Фактическое окончание сотрудничества
События, произошедшие в области внутренней политики СССР, а также на международной арене, в первую очередь смена хрущевского руководства на брежневское, а также усилившаяся агрессивная экспансия США во Вьетнаме фактически подписали «смертный приговор» советско-американскому космическому сотрудничеству второй половины 1960-х гг. Впрочем, Соединенные Штаты предприняли несколько попыток реанимировать, пусть и ограниченное, взаимодействие двух стран за пределами атмосферы. Увы, их результаты были более чем скромны.

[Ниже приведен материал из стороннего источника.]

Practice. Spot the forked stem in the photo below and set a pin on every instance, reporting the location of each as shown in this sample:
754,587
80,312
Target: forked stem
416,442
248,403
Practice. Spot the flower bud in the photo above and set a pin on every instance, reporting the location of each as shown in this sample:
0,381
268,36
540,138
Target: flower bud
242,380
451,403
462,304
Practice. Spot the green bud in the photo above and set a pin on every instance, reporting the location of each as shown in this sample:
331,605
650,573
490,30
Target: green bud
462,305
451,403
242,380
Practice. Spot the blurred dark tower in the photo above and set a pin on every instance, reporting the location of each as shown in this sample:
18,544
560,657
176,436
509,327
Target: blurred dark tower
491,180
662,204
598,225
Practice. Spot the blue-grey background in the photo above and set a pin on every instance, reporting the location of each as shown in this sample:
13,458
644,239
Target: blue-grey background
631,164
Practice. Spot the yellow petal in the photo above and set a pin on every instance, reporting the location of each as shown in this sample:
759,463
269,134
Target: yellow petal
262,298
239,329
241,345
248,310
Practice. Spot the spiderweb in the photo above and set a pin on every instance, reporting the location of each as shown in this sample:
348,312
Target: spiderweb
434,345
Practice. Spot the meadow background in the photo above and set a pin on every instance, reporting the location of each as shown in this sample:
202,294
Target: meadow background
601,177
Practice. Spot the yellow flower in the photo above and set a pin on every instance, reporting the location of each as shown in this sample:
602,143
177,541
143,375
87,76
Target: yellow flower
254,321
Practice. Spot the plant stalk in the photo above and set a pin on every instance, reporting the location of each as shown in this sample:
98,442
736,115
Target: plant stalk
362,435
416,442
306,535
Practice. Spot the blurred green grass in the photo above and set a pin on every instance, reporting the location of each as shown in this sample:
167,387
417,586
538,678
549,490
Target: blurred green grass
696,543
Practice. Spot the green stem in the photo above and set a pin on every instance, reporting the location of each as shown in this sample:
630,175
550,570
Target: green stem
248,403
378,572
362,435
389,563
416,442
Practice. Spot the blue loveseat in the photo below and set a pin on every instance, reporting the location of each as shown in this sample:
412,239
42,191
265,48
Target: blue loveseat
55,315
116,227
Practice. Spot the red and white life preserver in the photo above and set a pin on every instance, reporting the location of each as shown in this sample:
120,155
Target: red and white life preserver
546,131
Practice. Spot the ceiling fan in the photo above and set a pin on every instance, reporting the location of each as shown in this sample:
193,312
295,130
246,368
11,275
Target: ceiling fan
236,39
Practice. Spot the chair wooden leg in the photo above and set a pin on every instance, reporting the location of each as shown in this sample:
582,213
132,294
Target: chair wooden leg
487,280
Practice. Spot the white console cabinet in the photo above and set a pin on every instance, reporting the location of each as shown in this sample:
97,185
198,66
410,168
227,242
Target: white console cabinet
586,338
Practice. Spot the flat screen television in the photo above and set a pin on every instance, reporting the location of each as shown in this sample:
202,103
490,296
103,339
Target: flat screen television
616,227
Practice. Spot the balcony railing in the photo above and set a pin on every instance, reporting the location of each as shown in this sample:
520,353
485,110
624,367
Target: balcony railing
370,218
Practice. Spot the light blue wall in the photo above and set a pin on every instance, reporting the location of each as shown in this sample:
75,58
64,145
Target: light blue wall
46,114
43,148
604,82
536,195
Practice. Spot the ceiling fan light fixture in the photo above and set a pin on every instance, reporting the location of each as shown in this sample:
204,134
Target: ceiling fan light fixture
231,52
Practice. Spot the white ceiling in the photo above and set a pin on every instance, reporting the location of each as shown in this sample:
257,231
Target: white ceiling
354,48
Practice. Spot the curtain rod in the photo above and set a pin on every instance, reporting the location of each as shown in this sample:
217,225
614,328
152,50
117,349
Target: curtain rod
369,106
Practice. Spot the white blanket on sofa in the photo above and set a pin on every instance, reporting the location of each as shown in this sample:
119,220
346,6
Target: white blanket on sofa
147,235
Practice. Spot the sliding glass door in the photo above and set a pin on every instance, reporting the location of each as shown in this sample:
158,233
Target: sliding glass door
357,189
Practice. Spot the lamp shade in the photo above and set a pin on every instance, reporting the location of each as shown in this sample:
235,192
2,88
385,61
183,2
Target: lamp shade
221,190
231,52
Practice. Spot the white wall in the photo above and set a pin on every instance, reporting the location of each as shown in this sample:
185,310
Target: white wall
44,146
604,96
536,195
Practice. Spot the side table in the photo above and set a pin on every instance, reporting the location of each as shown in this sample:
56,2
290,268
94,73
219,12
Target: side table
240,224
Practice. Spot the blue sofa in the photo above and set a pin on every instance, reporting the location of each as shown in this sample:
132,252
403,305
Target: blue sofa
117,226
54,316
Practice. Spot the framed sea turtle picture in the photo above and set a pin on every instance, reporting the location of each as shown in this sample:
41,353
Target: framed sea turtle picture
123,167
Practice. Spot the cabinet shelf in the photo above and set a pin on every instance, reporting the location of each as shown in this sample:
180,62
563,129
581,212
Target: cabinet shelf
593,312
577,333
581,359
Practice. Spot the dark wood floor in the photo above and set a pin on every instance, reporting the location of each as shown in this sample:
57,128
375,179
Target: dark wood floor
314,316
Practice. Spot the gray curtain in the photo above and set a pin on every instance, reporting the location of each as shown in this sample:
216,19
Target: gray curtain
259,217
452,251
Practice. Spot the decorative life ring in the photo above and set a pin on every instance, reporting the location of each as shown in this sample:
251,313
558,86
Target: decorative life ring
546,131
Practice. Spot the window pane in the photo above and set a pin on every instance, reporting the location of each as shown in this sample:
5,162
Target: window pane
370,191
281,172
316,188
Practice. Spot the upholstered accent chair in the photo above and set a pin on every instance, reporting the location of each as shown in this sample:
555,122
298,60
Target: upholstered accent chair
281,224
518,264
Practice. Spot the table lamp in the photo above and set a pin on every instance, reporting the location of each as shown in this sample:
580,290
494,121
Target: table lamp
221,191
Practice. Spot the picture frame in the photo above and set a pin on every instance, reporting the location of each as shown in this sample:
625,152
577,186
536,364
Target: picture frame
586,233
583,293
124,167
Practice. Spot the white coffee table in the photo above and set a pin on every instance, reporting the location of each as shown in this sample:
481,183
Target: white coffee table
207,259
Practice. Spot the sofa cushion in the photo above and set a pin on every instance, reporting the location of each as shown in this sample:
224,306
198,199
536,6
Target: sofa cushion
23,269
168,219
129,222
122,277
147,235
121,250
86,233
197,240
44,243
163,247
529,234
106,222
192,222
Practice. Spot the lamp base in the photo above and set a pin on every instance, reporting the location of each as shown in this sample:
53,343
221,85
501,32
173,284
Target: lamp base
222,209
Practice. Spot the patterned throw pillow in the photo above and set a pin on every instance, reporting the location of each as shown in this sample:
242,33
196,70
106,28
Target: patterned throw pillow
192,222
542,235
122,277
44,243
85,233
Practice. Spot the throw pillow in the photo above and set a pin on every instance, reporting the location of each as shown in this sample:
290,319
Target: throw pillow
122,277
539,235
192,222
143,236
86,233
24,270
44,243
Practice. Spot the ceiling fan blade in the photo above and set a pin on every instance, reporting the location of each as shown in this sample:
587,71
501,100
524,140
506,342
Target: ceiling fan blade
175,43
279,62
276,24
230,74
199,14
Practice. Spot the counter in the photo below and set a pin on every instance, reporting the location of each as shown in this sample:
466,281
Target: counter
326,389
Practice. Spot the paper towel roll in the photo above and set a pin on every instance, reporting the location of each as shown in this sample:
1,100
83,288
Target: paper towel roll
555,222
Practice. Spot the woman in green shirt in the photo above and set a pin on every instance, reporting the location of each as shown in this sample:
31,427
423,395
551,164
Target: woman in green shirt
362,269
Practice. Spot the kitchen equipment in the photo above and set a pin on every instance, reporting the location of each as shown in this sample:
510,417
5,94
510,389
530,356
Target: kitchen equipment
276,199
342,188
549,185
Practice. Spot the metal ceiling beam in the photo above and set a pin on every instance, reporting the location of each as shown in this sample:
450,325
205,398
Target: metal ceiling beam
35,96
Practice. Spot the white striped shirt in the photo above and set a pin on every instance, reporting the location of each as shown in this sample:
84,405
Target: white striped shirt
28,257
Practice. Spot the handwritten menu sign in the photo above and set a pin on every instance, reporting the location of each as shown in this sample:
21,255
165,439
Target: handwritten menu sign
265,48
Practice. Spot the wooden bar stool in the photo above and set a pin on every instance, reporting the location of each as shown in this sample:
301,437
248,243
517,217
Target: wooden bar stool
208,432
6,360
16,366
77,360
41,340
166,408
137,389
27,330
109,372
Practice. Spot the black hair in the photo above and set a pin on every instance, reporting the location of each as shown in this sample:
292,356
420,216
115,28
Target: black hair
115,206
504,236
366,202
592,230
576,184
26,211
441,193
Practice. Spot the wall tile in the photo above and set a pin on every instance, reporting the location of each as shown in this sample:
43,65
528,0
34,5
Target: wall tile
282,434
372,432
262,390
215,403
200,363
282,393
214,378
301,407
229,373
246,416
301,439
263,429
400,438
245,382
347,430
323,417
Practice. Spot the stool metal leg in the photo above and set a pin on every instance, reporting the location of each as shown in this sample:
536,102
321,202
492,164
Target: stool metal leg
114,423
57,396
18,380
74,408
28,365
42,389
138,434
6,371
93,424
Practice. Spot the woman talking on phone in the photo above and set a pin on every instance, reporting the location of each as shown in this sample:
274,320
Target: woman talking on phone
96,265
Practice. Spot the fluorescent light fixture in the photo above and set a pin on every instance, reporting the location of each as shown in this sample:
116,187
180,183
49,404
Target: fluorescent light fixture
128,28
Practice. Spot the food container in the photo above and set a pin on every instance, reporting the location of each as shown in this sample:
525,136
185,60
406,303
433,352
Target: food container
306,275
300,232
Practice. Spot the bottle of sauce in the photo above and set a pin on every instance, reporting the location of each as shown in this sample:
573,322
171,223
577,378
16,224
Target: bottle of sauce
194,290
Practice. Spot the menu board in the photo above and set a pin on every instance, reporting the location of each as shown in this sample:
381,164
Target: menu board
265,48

Так, Благонравов согласился встретиться с Драйденом в ходе работы сессии КОСПАРа в г. Map-дель-Плата (Аргентина) в мае 1965 г., но лишь при том условии, если их переговоры будут носить неформальный и неконкретный характер. Он объяснил это тем, что не смог привезти в Аргентину экспертов для проведения двусторонних переговоров, а сам не имел полномочий для такого рода действий[464].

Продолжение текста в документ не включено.